バックデートの意味とは? 契約締結日になる5分類も解説

バックデートの意味とは? 契約締結日になる5分類も解説

バックデートの意味や契約締結日はどの時点にあたるのか、契約の締結において注意すべきポイントをまとめました。

 

また契約締結日となる5つの分類についてもそれぞれ詳しく解説しています。

 

 

 

契約の成立と契約の締結は違う

(1)契約の成立

契約とは複数当事者の意思表示が合致することにより成立する法律行為を指します。売買、贈与、賃貸借、請負、委任、和解などがその例として挙げられます。

 

一方の意思表示を申込み、他方の意思表示を承諾といい、両者の合致により、契約が「成立」することになります。

 

ここで注意すべき点は、原則として、書面の作成や書面への押印は契約に必要な要件とはされていないという点です。

 

例外として、法令に特別の定めがある場合には、書面の作成その他の方式を備えなければなりません。例えば、建設業法上の工事請負契約では、契約の締結に際して、書面の記載や署名・記名押印が必要となります。



民法

(契約の締結及び内容の自由)

第五百二十一条 何人も、法令に特別の定めがある場合を除き、契約をするかどうかを自由に決定することができる。
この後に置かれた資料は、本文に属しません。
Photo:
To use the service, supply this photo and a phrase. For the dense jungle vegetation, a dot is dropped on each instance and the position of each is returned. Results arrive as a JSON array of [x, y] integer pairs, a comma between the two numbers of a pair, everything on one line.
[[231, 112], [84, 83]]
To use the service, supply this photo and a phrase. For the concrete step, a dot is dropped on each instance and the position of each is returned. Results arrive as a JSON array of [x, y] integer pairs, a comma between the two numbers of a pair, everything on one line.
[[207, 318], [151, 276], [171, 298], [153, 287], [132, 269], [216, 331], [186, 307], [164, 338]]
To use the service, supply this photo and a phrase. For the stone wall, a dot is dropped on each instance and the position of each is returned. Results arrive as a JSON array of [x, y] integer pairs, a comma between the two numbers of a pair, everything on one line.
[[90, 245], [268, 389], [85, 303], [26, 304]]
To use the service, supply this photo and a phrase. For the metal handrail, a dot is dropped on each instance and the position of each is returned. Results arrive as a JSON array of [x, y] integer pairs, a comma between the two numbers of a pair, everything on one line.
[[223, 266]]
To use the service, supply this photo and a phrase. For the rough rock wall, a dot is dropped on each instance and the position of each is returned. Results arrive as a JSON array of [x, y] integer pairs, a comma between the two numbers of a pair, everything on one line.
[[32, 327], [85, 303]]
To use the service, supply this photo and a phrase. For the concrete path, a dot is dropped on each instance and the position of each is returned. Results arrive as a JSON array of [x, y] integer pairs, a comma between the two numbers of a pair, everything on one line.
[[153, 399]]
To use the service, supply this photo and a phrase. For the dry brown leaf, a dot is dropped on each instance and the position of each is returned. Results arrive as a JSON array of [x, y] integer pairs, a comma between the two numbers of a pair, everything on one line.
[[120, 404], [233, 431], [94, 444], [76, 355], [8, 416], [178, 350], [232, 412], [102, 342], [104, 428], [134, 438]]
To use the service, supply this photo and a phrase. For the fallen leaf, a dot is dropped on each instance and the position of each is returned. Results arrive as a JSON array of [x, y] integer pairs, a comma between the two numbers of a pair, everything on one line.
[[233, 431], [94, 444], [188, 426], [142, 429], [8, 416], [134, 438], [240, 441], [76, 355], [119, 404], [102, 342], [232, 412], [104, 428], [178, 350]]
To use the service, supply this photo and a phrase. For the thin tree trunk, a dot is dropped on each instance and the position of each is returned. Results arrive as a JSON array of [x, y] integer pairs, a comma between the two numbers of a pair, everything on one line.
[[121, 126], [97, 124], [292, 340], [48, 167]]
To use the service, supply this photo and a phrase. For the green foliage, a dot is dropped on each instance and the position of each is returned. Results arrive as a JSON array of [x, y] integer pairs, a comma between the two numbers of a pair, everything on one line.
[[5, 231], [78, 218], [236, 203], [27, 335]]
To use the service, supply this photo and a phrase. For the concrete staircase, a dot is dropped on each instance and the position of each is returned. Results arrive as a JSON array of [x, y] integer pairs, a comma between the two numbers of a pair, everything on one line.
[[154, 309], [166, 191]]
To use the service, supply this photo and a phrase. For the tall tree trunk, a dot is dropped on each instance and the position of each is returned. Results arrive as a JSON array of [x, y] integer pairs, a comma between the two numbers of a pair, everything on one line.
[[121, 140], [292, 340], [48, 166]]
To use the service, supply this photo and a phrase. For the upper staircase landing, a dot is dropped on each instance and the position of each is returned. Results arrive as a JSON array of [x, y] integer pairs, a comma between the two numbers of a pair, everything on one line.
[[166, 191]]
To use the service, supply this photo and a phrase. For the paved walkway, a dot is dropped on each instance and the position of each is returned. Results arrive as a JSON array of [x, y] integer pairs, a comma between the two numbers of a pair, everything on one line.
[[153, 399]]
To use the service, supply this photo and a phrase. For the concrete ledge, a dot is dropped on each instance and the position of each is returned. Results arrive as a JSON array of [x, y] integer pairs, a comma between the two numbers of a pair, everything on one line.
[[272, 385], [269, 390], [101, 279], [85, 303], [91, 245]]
2 契約の当事者は、法令の制限内において、契約の内容を自由に決定することができる。


(契約の成立と方式)

第五百二十二条 契約は、契約の内容を示してその締結を申し入れる意思表示(以下「申込み」という。)に対して相手方が承諾をしたときに成立する。
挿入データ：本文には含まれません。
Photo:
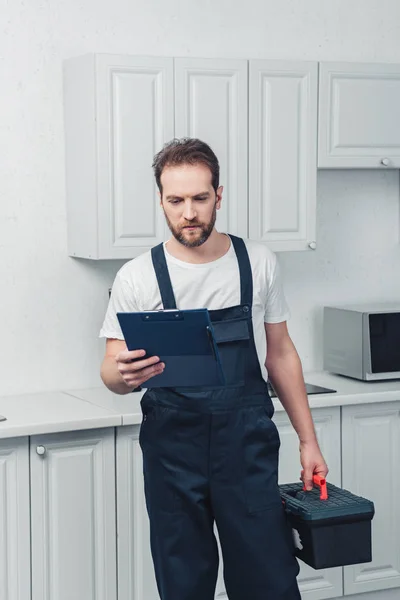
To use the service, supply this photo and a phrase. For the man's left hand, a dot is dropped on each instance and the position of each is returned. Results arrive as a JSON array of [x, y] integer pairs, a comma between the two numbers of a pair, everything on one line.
[[313, 463]]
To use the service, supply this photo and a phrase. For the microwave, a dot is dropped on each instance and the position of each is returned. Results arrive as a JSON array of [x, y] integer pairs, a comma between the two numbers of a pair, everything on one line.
[[362, 341]]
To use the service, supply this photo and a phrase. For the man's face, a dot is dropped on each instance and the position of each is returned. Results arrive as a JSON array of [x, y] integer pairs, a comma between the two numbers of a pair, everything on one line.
[[190, 203]]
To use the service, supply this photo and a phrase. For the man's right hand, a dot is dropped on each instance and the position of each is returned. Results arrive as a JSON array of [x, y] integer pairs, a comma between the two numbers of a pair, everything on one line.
[[137, 372]]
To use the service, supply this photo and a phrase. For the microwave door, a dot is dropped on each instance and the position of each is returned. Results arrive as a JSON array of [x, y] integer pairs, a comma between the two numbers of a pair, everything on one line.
[[382, 356]]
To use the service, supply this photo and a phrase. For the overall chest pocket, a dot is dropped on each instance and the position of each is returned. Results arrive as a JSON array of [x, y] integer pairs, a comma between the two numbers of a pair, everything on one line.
[[233, 337]]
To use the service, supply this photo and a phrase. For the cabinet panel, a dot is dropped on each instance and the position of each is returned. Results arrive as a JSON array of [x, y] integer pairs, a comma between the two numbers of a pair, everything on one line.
[[135, 110], [211, 104], [136, 580], [359, 123], [15, 566], [283, 153], [324, 583], [73, 516], [371, 450], [118, 114]]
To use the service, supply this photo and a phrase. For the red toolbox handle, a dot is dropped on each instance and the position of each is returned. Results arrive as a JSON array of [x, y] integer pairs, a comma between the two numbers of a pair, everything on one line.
[[321, 481]]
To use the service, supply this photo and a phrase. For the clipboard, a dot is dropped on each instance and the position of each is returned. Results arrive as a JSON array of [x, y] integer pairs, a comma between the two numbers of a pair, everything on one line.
[[183, 339]]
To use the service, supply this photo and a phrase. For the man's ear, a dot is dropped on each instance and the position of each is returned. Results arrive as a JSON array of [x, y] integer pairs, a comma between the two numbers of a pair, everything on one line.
[[219, 196]]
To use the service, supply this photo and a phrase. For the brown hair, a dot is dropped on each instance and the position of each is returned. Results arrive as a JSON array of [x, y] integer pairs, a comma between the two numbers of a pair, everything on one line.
[[186, 151]]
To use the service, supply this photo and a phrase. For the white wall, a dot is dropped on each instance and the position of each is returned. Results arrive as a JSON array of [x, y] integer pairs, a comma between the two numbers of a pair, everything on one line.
[[52, 306]]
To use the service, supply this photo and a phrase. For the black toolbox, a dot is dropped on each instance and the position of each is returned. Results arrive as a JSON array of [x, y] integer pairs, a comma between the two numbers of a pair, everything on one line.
[[331, 527]]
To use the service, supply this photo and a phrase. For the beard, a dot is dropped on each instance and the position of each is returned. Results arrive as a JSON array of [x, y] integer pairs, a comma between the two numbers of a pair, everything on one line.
[[199, 237]]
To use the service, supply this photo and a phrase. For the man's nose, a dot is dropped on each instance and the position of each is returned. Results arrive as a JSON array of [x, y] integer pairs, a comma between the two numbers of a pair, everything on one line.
[[189, 212]]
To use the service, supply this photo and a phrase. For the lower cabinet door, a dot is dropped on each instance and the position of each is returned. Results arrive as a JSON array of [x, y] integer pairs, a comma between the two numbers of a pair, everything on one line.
[[73, 515], [15, 560], [371, 468], [325, 583], [136, 580]]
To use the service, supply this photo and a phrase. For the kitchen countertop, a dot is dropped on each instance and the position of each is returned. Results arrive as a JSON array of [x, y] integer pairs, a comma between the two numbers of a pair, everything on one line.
[[90, 408]]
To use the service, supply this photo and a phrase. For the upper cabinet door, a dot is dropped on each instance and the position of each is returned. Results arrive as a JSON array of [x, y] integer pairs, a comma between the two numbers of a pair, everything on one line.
[[211, 104], [283, 153], [359, 123], [118, 113]]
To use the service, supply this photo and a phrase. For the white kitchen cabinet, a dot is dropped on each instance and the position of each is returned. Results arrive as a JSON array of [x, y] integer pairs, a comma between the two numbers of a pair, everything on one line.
[[324, 583], [359, 125], [283, 153], [73, 515], [15, 565], [118, 113], [211, 104], [371, 451], [136, 580]]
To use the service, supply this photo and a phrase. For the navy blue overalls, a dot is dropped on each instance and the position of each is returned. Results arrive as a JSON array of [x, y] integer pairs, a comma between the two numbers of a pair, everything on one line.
[[211, 454]]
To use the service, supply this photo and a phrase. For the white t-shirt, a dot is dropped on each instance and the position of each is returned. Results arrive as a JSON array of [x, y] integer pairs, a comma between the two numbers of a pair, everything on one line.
[[210, 285]]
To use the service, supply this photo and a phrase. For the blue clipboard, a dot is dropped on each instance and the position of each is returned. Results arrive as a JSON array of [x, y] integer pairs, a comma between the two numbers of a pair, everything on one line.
[[183, 339]]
2 契約の成立には、法令に特別の定めがある場合を除き、書面の作成その他の方式を具備することを要しない



建設業法

(建設工事の請負契約の内容)

第十九条 建設工事の請負契約の当事者は、前条の趣旨に従つて、契約の締結に際して次に掲げる事項を書面に記載し、署名又は記名押印をして相互に交付しなければならない。

2 請負契約の当事者は、請負契約の内容で前項に掲げる事項に該当するものを変更するときは、その変更の内容を書面に記載し、署名又は記名押印をして相互に交付しなければならない。
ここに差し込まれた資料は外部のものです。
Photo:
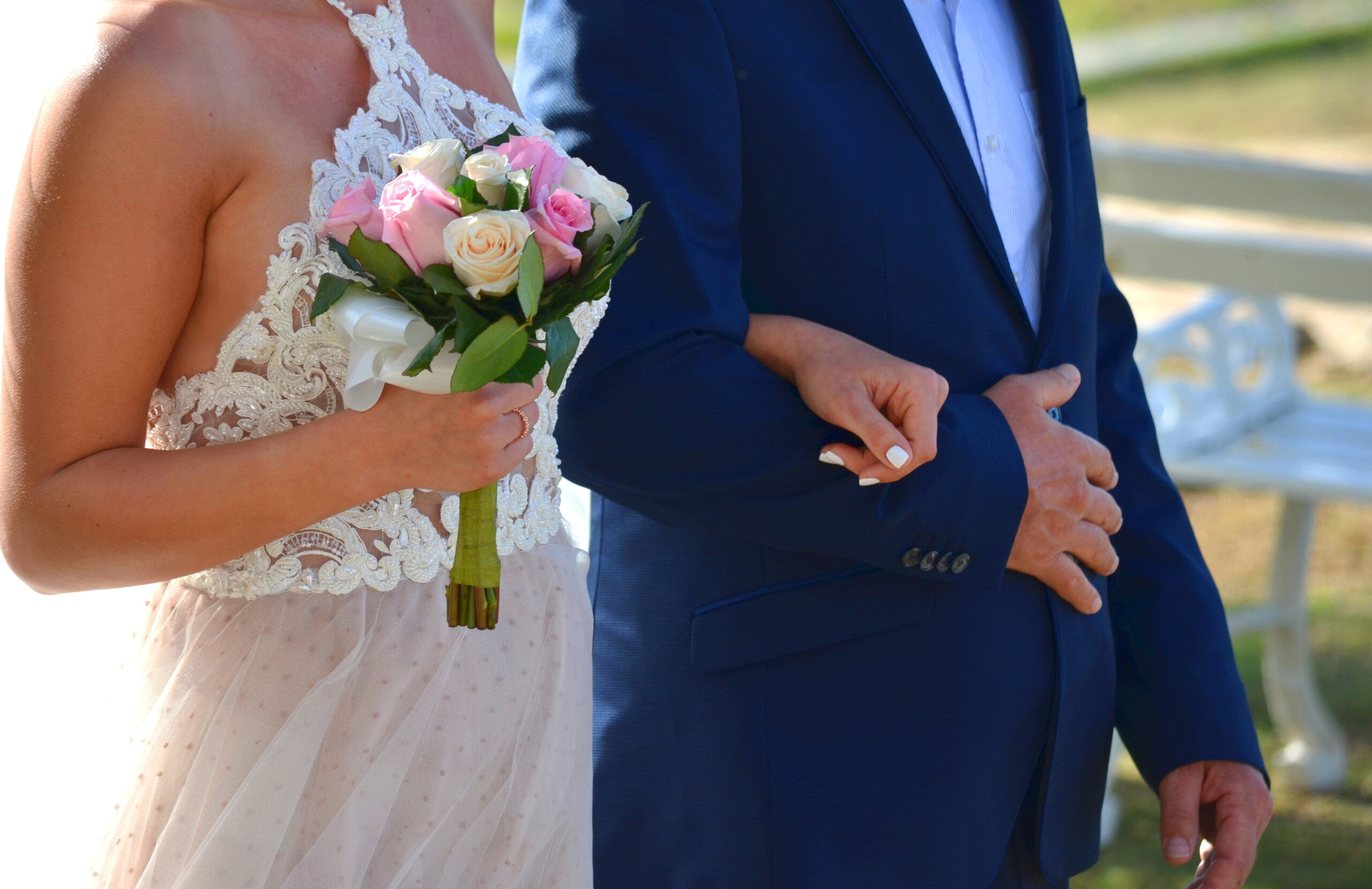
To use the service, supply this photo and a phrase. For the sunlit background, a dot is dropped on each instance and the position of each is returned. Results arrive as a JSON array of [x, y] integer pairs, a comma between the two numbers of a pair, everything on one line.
[[1305, 97]]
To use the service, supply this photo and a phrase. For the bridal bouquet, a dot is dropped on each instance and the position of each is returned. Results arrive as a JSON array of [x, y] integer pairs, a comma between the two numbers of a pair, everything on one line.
[[464, 273]]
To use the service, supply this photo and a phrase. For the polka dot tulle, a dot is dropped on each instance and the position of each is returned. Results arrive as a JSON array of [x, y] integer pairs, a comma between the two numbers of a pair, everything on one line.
[[307, 741]]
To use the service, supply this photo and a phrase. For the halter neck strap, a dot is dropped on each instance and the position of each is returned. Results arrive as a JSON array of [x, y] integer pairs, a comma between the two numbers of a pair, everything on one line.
[[394, 6]]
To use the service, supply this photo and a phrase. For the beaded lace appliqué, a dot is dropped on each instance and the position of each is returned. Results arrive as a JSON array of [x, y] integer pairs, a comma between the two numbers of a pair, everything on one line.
[[278, 369]]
3 建設工事の請負契約の当事者は、前二項の規定による措置に代えて、政令で定めるところにより、当該契約の相手方の承諾を得て、電子情報処理組織を使用する方法その他の情報通信の技術を利用する方法であつて、当該各項の規定による措置に準ずるものとして国土交通省令で定めるものを講ずることができる。この場合において、当該国土交通省令で定める措置を講じた者は、当該各項の規定による措置を講じたものとみなす。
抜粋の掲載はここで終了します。